Além disso, ressalto a importância para a pesquisa em psicologia das obras do museu e do "museu vivo", que tem mais produções catalogadas e inseridas no acervo mesmo após a morte de Nise, e a importância da continuidade desse projeto e de seu trabalho no Brasil com a equipe que trilhou seus passos e segue com seu trabalho diário na pesquisa das imagens inconscientes. Atualmente a equipe do museu tem na direção os mesmos membros que acompanharam Nise da Silveira. Eles dirigem os principais trabalhos do Museu e suas exposições no Brasil e no exterior, em uma luta pela manutenção dos trabalhos do museu nos moldes de sua criadora.
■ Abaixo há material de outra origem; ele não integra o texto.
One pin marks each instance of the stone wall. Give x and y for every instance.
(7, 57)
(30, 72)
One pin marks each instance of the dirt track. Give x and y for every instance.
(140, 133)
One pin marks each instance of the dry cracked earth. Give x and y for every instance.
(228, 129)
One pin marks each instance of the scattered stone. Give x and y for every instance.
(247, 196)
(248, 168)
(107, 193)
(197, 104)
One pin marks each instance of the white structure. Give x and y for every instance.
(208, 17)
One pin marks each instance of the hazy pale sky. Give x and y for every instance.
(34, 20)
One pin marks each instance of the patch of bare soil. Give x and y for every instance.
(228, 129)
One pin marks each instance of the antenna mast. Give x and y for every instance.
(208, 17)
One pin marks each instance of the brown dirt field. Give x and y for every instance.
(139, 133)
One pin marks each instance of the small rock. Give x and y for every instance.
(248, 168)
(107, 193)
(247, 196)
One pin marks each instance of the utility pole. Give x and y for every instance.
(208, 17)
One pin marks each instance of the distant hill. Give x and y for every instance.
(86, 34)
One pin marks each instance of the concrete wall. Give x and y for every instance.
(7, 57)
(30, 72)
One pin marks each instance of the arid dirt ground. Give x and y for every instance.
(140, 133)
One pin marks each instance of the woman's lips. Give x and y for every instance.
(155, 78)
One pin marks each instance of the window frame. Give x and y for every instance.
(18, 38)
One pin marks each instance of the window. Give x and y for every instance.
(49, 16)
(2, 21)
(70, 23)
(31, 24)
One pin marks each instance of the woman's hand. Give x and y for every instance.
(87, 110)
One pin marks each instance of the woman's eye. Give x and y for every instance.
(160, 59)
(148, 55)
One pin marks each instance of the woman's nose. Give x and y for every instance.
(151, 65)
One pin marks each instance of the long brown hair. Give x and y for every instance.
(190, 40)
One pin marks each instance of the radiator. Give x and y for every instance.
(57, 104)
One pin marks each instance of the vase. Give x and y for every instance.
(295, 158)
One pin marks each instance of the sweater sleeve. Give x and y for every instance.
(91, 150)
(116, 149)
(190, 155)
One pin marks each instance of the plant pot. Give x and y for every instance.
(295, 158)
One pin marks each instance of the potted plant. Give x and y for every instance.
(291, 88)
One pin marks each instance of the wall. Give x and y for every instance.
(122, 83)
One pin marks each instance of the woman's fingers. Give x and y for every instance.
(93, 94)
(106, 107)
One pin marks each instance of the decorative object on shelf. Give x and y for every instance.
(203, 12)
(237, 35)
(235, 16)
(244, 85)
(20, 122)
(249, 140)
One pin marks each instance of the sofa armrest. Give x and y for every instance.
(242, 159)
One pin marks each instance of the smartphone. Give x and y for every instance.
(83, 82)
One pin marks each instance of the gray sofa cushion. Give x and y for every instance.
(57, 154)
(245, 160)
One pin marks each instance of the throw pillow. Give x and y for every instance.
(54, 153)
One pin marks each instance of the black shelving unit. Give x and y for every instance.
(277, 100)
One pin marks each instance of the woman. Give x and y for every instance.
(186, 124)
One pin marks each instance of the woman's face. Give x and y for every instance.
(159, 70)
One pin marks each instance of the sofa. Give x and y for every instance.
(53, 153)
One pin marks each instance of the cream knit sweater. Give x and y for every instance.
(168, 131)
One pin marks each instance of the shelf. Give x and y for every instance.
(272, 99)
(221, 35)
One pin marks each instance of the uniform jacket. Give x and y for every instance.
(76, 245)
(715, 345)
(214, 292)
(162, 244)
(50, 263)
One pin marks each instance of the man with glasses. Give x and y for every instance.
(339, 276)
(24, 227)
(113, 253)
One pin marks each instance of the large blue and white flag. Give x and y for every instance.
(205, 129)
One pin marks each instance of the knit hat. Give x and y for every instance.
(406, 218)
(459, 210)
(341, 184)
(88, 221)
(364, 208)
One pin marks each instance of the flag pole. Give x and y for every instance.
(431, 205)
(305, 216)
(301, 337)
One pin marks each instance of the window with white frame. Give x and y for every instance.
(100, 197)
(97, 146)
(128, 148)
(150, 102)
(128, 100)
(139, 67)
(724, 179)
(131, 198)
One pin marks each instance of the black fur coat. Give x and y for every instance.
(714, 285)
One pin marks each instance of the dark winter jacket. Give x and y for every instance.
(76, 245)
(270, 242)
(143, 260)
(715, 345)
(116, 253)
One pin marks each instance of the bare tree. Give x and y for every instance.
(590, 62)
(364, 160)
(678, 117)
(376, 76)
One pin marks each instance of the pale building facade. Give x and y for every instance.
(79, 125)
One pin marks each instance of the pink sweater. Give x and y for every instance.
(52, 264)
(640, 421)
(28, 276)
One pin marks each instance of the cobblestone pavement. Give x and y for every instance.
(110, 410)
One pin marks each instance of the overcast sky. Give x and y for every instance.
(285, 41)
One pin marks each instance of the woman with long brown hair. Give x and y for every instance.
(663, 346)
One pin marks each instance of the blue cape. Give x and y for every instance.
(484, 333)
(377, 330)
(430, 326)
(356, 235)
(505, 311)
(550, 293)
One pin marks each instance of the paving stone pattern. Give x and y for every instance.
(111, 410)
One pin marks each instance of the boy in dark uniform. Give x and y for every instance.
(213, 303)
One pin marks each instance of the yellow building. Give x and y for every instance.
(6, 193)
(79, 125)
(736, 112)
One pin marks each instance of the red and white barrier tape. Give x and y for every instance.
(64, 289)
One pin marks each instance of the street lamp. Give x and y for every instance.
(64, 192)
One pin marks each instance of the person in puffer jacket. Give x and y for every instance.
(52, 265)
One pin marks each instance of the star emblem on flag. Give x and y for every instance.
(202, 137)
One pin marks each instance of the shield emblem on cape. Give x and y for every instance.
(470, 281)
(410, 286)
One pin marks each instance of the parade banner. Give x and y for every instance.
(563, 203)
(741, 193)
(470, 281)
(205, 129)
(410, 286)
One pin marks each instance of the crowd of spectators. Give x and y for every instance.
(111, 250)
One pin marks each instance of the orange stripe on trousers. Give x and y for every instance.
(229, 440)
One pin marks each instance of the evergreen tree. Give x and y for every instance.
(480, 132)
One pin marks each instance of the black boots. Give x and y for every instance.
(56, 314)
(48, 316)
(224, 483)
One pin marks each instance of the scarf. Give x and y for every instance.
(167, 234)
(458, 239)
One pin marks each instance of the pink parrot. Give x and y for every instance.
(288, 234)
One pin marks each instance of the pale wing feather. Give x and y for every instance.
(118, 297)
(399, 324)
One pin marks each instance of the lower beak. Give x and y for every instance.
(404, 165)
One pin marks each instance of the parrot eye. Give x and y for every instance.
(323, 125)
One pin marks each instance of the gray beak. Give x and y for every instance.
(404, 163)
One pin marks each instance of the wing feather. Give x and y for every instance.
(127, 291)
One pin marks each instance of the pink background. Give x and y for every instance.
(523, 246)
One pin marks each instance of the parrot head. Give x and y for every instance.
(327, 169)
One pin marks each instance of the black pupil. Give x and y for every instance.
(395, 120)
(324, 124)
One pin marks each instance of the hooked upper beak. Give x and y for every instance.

O objetivo deste artigo é analisar aspectos do trabalho de Nise da Silveira e suas contribuições para a psicologia analítica. A metodologia é a pesquisa bibliográfica de publicações de Jung, Nise da Silveira e dos autores contemporâneos que se dedicaram à pesquisa através da leitura de seus livros e artigos publicados.

 

2. A história do percurso de Jung com pacientes esquizofrênicos

Jung (1990) trabalhou na clínica psiquiátrica Burgholzli ligada à Universidade de Zurique, onde tornou-se professor de psiquiatria e, em 1905, e após passar por estudos com Pierre Janet, deu prosseguimento aos seus experimentos com o teste de associação de palavras. Segundo Jung (1990), o teste de associação popularizou seu trabalho nos EUA, vindo um número grande de pacientes para consultar-se com ele, na Suíça. Jung (2019c) só abandonou o uso do teste, quando iniciou o trabalho de análise de sonhos. Afinal, nos sonhos era possível detectar os complexos do paciente com material espontâneo, enviado diariamente pelo inconsciente.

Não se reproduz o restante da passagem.